Epps lived in the Lafayette Towne senior complex in the city's Gate District. Around 1 p.m. that day, Epps fired several times at an unnamed female tenant near her apartment. Then, rolling his wheelchair down the hallway of the housing complex, he entered the leasing office and pointed a gun at yet another person before fatally shooting Johnson, 32, in the chest.

As reported by the St. Louis Post-Dispatch, Epps, appearing in court yesterday, explained to a city judge that he had suspected someone of stealing his life savings from his room.
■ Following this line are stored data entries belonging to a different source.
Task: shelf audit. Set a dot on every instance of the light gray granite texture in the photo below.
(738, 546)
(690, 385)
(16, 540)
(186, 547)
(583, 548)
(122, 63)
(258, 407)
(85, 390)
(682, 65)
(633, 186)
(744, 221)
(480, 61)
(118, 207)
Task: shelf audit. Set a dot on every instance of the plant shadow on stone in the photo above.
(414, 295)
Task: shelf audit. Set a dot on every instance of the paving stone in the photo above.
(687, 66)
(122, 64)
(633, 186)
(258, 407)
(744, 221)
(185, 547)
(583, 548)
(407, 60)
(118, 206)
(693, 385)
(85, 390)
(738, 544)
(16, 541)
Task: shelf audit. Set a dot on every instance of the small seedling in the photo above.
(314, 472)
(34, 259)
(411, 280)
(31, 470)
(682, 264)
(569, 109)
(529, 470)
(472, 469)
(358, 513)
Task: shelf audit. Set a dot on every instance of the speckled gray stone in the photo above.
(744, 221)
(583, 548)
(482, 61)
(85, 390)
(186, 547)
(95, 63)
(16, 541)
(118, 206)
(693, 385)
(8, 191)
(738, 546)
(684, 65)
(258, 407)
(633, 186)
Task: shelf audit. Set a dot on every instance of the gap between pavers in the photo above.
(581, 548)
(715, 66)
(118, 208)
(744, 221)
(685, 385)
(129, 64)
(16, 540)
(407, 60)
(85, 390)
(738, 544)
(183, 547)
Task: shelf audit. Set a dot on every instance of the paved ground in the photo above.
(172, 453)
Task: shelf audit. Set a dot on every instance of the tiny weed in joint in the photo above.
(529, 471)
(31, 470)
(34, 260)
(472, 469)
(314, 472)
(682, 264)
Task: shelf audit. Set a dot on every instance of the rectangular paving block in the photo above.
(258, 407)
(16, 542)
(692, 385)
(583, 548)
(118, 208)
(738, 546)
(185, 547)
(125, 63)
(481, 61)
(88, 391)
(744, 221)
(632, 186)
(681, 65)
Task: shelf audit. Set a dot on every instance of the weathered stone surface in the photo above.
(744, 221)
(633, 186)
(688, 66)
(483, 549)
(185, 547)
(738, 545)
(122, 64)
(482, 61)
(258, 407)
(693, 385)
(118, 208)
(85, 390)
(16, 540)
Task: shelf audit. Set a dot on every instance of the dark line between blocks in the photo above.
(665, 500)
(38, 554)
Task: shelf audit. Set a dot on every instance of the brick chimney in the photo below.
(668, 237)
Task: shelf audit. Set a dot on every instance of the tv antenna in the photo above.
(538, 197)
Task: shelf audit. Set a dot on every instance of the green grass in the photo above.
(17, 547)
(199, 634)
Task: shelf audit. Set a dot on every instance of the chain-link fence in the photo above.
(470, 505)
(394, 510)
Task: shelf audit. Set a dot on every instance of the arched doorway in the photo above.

He claimed that he'd spotted Johnson leaving his apartment earlier that day.

"Is that a reason to shoot somebody?" the judge asked Epps.

"I was awfully upset," Epps reportedly said, according to the daily. "I’m awfully sorry."

Epps' 1973 murder also involved his temper. While searching for his wife and son — who'd reportedly left him for beating her, according to the Post-Dispatch — he went to his in-laws' house with a gun. He didn't find his wife or son, so he instead he shot and killed his wife's mother and grandparents.

Though sentenced to 30 years in prison, Epps was paroled in 1988. He promptly escaped from a halfway house and spent the next eight years on the lam, finally getting arrested in a sting operation when he tried to pay an undercover federal agent $380 for $615 in food stamps.

According to online court records, Epps appeared to live a clean life after his parole in 2003 — until, that is, he opened fire at his old folks' home. Considering a judge has sentenced him to eighteen years in prison, it's likely he'll die there as a serial murderer.

In addition, a wrongful death lawsuit has been filed against Epps. Also named in the suit is Sansone Group, the company that owns the senior housing complex.